- Date published:
12:49 am, January 4th, 2020 - 6 comments
Categories: Abuse of power, accountability, Deep stuff, Ethics, Politics, uncategorized, war - Tags: bias, binary thinking, government, ignorance, knowledge, known knowns, personal opinion, personal responsibility, trust, trustworthy sources, unknown condition
I must be the odd one out, the outsider, because a lot of stuff that others get passionate or worked up about flies right over my head. There is not enough time in my day to try following everything that happens let alone think about and understand it. Life is too short and my brain too small.
Sometimes I try and I really make an effort to get to the bottom of things. It is a mission impossible with truly complex and controversial topics. One reason is that I generally do not possess first-hand experience and thus have to rely on second- or third-hand reporting and information.
However, nowadays I cannot easily tell which sources are genuine and can be trusted. I do not have the means to verify information other than to compare and contrast with other sources. Et cetera.
This used to be a conundrum for me because by nature, I like to know and understand things and I hate being taken for a fool. I felt I had to (be able to) decide what is correct or incorrect, what is right or wrong, what is good or bad. In short, I was approaching complex topics with a binary attitude.
The same attitude forced me (!) to take sides, to come off the fence, take a certain position, and form an opinion. Of course, this was flawed from the outset because what I was really trying to do is to find and mould information so that it would not be inconsistent with my existing biases.
Ignorance might be bliss, because there is nothing to distract or contaminate my mind with, but bias is present from the moment the information or knowledge vacuum gets filled. At least I then have an opinion and my moral compass will guide me along from there onwards. Yeah, right!
I have come to realise that there are usually multiple sides to a story, that context and nuance matter, that often two choices can both be bad (as in Sophie’s Choice), that it is ok to admit that I don’t know shit about something and therefore do not, cannot, and must not have a firm opinion on the matter.
I know we all love to judge. In fact, we all seem to have a need to judge. I tend to reserve judgment until I am very sure and even then, I proceed with caution. Believe it or not, the sky won’t be falling down when you don’t form a view on something that happened somewhere in the world some time.
Stopping judging the actions of a PM in a different country is not going to stop Climate Change, for example.
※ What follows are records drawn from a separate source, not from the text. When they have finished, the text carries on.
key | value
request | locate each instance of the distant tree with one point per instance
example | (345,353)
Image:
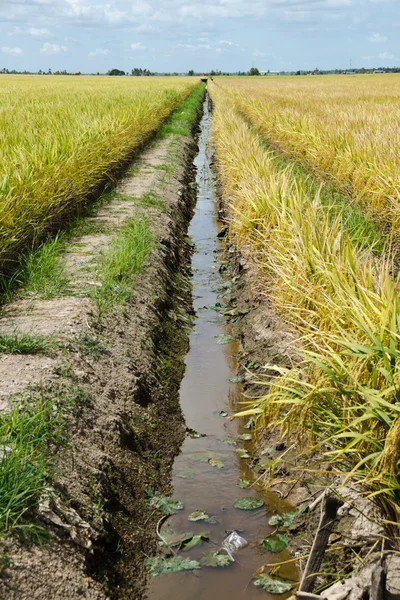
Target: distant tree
(136,72)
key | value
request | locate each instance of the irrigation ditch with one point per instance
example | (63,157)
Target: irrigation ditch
(145,393)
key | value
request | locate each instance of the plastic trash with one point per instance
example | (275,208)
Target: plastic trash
(232,543)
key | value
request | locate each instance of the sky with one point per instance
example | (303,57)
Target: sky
(176,35)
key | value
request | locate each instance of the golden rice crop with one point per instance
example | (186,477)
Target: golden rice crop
(341,300)
(62,136)
(346,128)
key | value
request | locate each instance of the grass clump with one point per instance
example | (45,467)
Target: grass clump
(123,260)
(24,343)
(43,272)
(340,299)
(28,436)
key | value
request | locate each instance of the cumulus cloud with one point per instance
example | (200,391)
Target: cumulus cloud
(388,56)
(138,46)
(13,51)
(99,52)
(49,49)
(35,32)
(377,38)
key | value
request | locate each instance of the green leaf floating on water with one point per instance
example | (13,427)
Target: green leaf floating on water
(214,559)
(177,540)
(186,473)
(266,452)
(249,423)
(276,543)
(273,586)
(237,379)
(242,452)
(196,539)
(194,434)
(248,503)
(229,441)
(243,483)
(167,505)
(160,565)
(284,520)
(224,338)
(199,515)
(215,462)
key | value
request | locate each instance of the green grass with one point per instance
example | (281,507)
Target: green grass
(43,272)
(28,436)
(118,266)
(24,344)
(181,121)
(151,200)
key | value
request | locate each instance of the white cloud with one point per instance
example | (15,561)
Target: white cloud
(13,51)
(99,52)
(49,49)
(38,32)
(388,56)
(377,38)
(138,46)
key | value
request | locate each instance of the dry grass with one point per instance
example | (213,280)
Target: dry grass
(341,300)
(347,128)
(62,136)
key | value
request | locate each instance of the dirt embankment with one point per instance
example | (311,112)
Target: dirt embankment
(127,427)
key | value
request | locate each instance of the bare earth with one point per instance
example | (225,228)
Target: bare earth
(101,526)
It is ok to go “meh” – nek minnit they’ll have a different PM. I have no control over these things and neither have you so we would be wasting our time and raising our stress hormone levels for nothing – no actual fright-fight-flight response required as desktop warrior.
But what about public opinion? If we become a nation of fence sitters, the politicians would have free reign and no longer be accountable to public uproar and pressure? For example, if our Government decides to join a war based on mis-or disinformation.
I think the onus is on the Government to persuade the public. Yes, I know this opens the can of wiggly PR worms. The Government has to be as open and honest as possible with the people. If, sometime in the future, it is found that they acted on wrong or misleading information they will have to take personal responsibility for that. They cannot hide behind some kind of political immunity. After WWII, wir haben es nicht gewußt was not an acceptable defence and neither is it now.
The more is at stake, the higher the risk or danger, the higher the burden of proof before acting. If the stakes are low or the evidence is weak the only acceptable course of action is to collect more information until there is enough for an informed decision (which might be to do nothing at all).
The truth has a habit of coming out sooner or later, sometimes a lot later. People in power should not escape from taking responsibility for their actions – it is a fundamental legal principle that applies to all persons. They should not be able to duck for cover. They should be known to act honestly and with integrity and honour at all times. This should be a known known upon we can trust and thus we would give our elected representatives the power and authority to act on our behalf. Betray our trust at your peril. Sadly, this is hollow and meaningless and the peril is ours.